Right to an explanation (Article 86 and GDPR Article 22)¶
If an AI-assisted output affects your situation in a way you want to understand, you can request a structured explanation. For fit-scoring, this is built into the UI: click "Show why" on any score to see the per-criterion breakdown and the AI's rationale. For other outputs, contact your deployer's oversight person (see [Deployer-managed addendum] below).
Right to opt out of AI features¶
You can disable AI-assisted features entirely at any time from the Settings screen. The system continues to function with deterministic templates. You can re-enable later if you change your mind.
GDPR rights¶
You retain all your GDPR rights:
- Access —
/api/profile/exportreturns your full profile in structured JSON. - Rectification — edit any profile field from the chat or the Settings screen.
- Erasure — request deletion from
/api/profile/delete. Your profile, CV facts, and application history are deleted; audit-log entries are unlinked from your identifier. - Portability — your profile export uses open standard formats (schema.org, ESCO).
- Objection / withdrawal of consent — revoke AI-provider consent at any time.
To exercise any of these rights, use the Settings screen or contact your deployer (see below).
Right to lodge a complaint¶
You can lodge a complaint with your jurisdiction's data-protection authority (in Germany: the relevant Landesdatenschutzbeauftragte for the state where your deployer operates, or the Bundesbeauftragte für den Datenschutz und die Informationsfreiheit for federal-level deployers). For AI-Act-specific concerns, your jurisdiction's AI Office / market-surveillance authority is the relevant body.

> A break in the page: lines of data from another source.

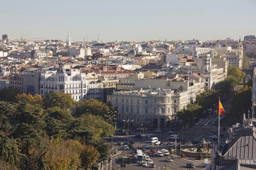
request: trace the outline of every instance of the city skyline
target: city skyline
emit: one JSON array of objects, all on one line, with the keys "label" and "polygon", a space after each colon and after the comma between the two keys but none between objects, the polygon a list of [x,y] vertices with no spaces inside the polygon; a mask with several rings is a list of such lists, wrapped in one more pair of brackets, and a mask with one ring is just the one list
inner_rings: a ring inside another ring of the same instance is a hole
[{"label": "city skyline", "polygon": [[256,2],[247,1],[11,1],[1,35],[11,40],[202,40],[255,35]]}]

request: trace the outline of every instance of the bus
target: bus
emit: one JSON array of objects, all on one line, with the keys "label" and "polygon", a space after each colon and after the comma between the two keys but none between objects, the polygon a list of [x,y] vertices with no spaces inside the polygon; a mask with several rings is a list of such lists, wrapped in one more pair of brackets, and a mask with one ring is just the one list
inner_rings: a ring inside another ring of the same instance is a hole
[{"label": "bus", "polygon": [[137,164],[140,164],[142,162],[143,157],[142,157],[142,150],[137,149]]}]

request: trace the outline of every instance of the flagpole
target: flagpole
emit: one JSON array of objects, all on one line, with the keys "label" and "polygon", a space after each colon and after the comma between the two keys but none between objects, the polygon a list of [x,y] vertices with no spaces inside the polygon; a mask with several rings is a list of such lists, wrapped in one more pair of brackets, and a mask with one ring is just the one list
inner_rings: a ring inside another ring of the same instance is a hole
[{"label": "flagpole", "polygon": [[[219,103],[218,103],[218,149],[220,148],[220,97],[219,97]],[[218,152],[218,150],[217,150]]]}]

Limitations you should know about¶
We list these here because honesty about limitations matters more than marketing.
- AI outputs are suggestions, not decisions. Even when the system says "fit score: 87/100," that is a recommendation. Your judgement overrides the system.
- Foreign-credential recognition is slow. The system helps you find recognition-friendly employers and present your credentials clearly; it cannot expedite the actual Anerkennung process.

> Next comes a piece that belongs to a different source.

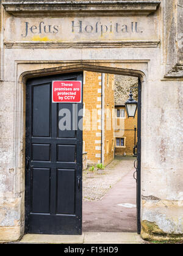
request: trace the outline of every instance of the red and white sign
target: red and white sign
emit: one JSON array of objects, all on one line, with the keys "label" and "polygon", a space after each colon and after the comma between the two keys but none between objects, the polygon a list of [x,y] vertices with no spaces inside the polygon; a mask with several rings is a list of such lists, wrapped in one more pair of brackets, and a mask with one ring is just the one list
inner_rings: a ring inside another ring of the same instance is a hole
[{"label": "red and white sign", "polygon": [[81,81],[54,81],[52,102],[79,103],[82,101]]}]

- The job market is incomplete. We see job postings that are publicly discoverable (career pages, public aggregators) or that you bookmark. We do not see closed-employer applicant-tracking system internals.

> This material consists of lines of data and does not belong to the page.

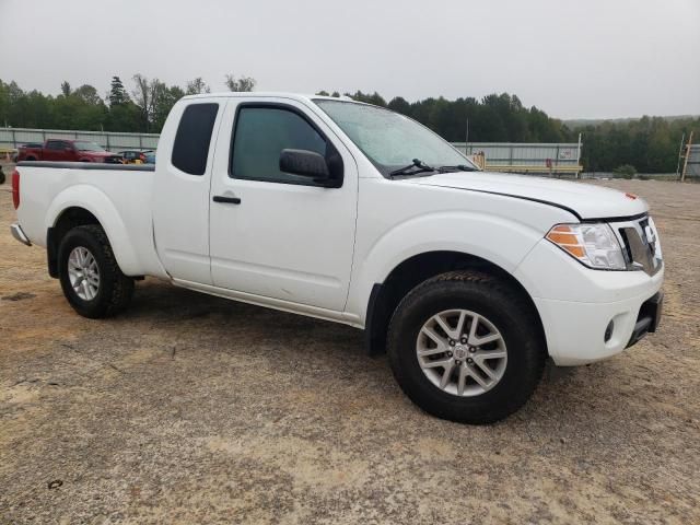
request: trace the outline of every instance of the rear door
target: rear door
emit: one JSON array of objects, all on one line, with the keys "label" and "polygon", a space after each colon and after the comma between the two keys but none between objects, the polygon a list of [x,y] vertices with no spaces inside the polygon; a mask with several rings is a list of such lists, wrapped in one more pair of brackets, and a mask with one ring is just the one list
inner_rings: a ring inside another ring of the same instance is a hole
[{"label": "rear door", "polygon": [[[339,155],[342,186],[281,172],[283,149]],[[210,214],[213,283],[341,312],[358,198],[357,165],[347,148],[301,102],[231,98],[217,150],[231,151],[217,154],[212,174],[211,197],[219,200]]]},{"label": "rear door", "polygon": [[[153,229],[159,257],[175,279],[211,284],[209,190],[214,139],[225,98],[173,107],[158,149]],[[172,144],[166,149],[165,144]],[[144,228],[147,225],[144,224]]]}]

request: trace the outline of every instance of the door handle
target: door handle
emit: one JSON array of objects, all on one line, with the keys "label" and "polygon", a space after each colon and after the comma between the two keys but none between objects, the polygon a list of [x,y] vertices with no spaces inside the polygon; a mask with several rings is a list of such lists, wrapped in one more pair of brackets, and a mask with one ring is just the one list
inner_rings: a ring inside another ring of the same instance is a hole
[{"label": "door handle", "polygon": [[223,202],[226,205],[240,205],[241,199],[238,197],[224,197],[223,195],[214,195],[212,199],[214,202]]}]

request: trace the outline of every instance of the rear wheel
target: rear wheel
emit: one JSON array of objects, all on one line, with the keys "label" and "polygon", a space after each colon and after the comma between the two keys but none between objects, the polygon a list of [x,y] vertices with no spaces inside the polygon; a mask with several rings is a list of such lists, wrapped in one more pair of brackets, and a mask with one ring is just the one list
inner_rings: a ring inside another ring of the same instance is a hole
[{"label": "rear wheel", "polygon": [[119,269],[101,226],[88,224],[69,231],[58,248],[58,265],[63,295],[80,315],[108,317],[129,304],[133,279]]},{"label": "rear wheel", "polygon": [[401,389],[443,419],[490,423],[522,407],[545,365],[539,323],[509,285],[477,272],[444,273],[404,298],[389,325]]}]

- AI-provider quality varies. Offline-only operation via Ollama produces lower-quality fit scoring than commercial cloud AI providers. You can switch back and forth; the trade-off is your call.
- Language coverage: English and German are shipped at first release. Arabic, Ukrainian, Turkish, and Romanian are on the roadmap as native-speaker contributors join. If you speak a language not yet shipped, you can still use the system in EN or DE; some bureaucratic-context examples will read less naturally to you.
Where the system lives¶
Helpmefindthejob is open-source under Apache License 2.0. The source code is at https://github.com/maksodf/helpmefindthejob. The project is being prepared as a Programme of The Commons Conservancy (a Dutch foundation co-founded by NLnet). You can fork, self-host, audit, or contribute. No vendor lock-in. No commercial gate.
[Deployer-managed addendum]¶
Your specific deployer fills in the deployment-specific information below. If this section is empty, please contact your deployer to ask them to complete it.
- Deployer organisation:
[TBD: deployer to fill] - Deployer contact for AI-Act / data-protection questions:
[TBD: deployer to fill] - Deployer's appointed human-oversight person:
[TBD: deployer to fill] - Deployer's specific audit-log retention period:
[TBD: deployer to fill — default is 180 days unless changed] - Deployer's chosen AI provider(s):
[TBD: deployer to fill] - Deployer's data-protection officer (DPO) contact, if applicable:
[TBD: deployer to fill] - Deployer's data-protection-authority complaint-channel:
[TBD: deployer to fill]
Last updated¶
This notice is currently dated 2026-05-18 (v1, Week 2 of the NLnet NGI Zero Commons Fund grant sprint). The deployer should re-publish on their domain with their addendum complete before going live.